Think about it. We’ve got a smorgasbord of OnlyFans models flashing their goodies, young men drowning in a sea of virtual titillation, and a million other entertainment options vying for our attention. It’s no wonder actual, physical sex is taking a backseat. We’re too busy swiping, scrolling, and streaming to bump uglies.

And don’t even get me started on social media. We’re all living in our own little digital bubbles, getting our fix of human connection through likes and comments. It’s all the validation without any of the messy, sweaty reality of actual human contact.

Then there’s the whole “the world is going to hell in a handbasket” mentality. Climate change, wars, economic uncertainty – it’s enough to make anyone think twice about bringing a kid into this mess. But here’s the kicker: if we don’t start making more babies, we’re looking at a “Children of Men” scenario. And trust me, that’s not a future any of us want.

But here’s where things get really tricky. We’ve created a world where nothing seems good enough anymore. Thanks to apps and sites like OnlyFans, we’ve set impossibly high standards for sexiness. Young women are holding out for rich guys, while young men are chasing after unattainable Instagram models. It’s a recipe for sexual frustration on a global scale.

So, how do we fix this mess? Well, that’s where our good friend Mary Jane might be able to lend a hand (or a leaf). See, cannabis isn’t just about getting high – it’s about enhancing experiences and fostering deeper connections. And according to this new study, it might just be the secret sauce for better sex.

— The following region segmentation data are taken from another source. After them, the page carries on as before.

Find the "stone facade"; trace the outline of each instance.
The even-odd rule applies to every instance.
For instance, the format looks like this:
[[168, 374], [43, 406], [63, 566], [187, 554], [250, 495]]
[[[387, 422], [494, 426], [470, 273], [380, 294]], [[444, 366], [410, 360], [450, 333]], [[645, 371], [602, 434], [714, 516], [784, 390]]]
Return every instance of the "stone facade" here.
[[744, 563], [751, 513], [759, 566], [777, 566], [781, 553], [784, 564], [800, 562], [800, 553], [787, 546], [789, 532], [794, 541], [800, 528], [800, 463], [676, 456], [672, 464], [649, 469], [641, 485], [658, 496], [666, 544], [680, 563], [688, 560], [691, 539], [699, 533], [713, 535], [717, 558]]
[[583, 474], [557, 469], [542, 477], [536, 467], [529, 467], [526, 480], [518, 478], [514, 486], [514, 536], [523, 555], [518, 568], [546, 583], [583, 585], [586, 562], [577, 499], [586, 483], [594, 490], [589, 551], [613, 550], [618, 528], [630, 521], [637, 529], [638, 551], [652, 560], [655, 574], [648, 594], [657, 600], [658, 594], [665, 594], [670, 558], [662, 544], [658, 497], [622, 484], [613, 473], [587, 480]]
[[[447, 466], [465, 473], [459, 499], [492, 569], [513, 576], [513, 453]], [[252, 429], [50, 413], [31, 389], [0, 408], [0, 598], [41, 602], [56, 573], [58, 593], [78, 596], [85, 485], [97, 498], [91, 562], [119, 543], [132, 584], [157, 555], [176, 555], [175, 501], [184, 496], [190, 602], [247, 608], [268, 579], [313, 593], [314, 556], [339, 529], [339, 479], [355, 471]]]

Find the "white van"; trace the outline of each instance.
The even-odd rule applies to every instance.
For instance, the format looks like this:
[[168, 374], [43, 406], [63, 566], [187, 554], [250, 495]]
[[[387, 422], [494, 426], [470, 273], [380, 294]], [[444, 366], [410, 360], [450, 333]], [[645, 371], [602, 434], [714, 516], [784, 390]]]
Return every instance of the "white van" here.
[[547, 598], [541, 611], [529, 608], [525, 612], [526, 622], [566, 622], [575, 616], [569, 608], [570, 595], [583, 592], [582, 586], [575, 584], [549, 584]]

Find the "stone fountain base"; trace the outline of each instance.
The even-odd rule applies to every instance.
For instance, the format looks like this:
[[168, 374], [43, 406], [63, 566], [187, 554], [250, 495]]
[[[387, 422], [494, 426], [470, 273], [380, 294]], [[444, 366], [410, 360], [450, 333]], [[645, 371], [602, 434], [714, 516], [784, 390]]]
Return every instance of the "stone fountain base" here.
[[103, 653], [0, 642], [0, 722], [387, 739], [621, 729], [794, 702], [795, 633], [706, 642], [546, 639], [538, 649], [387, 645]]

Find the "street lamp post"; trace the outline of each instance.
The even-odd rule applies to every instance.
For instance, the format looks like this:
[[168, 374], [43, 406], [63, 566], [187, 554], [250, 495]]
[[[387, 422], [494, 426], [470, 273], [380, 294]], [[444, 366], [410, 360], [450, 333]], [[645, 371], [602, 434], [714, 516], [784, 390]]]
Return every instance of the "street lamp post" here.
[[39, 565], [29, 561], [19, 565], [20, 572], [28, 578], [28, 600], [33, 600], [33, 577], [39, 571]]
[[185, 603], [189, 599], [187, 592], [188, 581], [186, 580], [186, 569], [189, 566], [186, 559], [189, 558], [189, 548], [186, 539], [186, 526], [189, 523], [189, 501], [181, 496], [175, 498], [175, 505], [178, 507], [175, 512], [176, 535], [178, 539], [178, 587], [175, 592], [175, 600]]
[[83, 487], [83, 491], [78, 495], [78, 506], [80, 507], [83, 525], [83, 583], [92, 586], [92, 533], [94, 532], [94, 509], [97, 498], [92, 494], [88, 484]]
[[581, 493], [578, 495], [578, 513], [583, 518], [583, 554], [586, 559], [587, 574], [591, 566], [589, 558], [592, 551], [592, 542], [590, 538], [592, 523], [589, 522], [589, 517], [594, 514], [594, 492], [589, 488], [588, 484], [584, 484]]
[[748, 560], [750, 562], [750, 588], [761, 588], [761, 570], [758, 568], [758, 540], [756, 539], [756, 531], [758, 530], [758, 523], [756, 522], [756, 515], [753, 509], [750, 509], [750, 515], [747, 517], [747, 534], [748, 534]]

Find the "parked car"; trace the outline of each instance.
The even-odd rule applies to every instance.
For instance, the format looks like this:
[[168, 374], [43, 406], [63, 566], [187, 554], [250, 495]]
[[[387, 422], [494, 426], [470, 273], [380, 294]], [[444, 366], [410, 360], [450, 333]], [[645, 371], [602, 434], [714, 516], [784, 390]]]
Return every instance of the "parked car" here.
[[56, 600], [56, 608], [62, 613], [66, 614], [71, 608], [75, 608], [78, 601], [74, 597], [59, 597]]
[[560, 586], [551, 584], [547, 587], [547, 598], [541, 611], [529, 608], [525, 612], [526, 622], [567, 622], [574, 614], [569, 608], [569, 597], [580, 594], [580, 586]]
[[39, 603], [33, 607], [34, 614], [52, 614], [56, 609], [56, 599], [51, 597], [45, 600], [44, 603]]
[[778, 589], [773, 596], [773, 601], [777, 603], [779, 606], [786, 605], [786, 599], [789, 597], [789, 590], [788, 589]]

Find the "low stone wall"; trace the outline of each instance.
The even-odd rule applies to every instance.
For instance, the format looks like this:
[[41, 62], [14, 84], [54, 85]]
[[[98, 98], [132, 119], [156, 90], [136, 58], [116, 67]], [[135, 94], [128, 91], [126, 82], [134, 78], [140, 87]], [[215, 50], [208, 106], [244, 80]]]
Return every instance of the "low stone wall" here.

Now, I’m not saying weed is going to solve all our problems. But if it can help people have more satisfying sexual experiences, maybe it can also help them form stronger, more lasting bonds. Let’s face it, this “hit it and quit it” culture isn’t doing us any favors in the long run.

Here’s my advice: Young men, get out there and start talking to real women. Not through an app, not in a DM, but face-to-face. And ladies, cut the young guys some slack. Men are like fine wines – they get better with age. That broke 25-year-old might be a diamond in the rough.

At the end of the day, we need to start connecting on a deeper level. We need to rediscover love, intimacy, and yes, baby-making. Cannabis might just be the tool we need to break down some barriers and get vulnerable with each other.

Is it a perfect solution? Hell no. But in a world that’s becoming increasingly disconnected and desexualized, we need all the help we can get. So maybe, just maybe, the key to saving humanity isn’t in some high-tech lab or political treaty. Maybe it’s in that little green plant that’s been with us all along.

So light up, love up, and for the sake of humanity, get busy. Our species might just depend on it. Two drinks for courage – one joint for pleasure!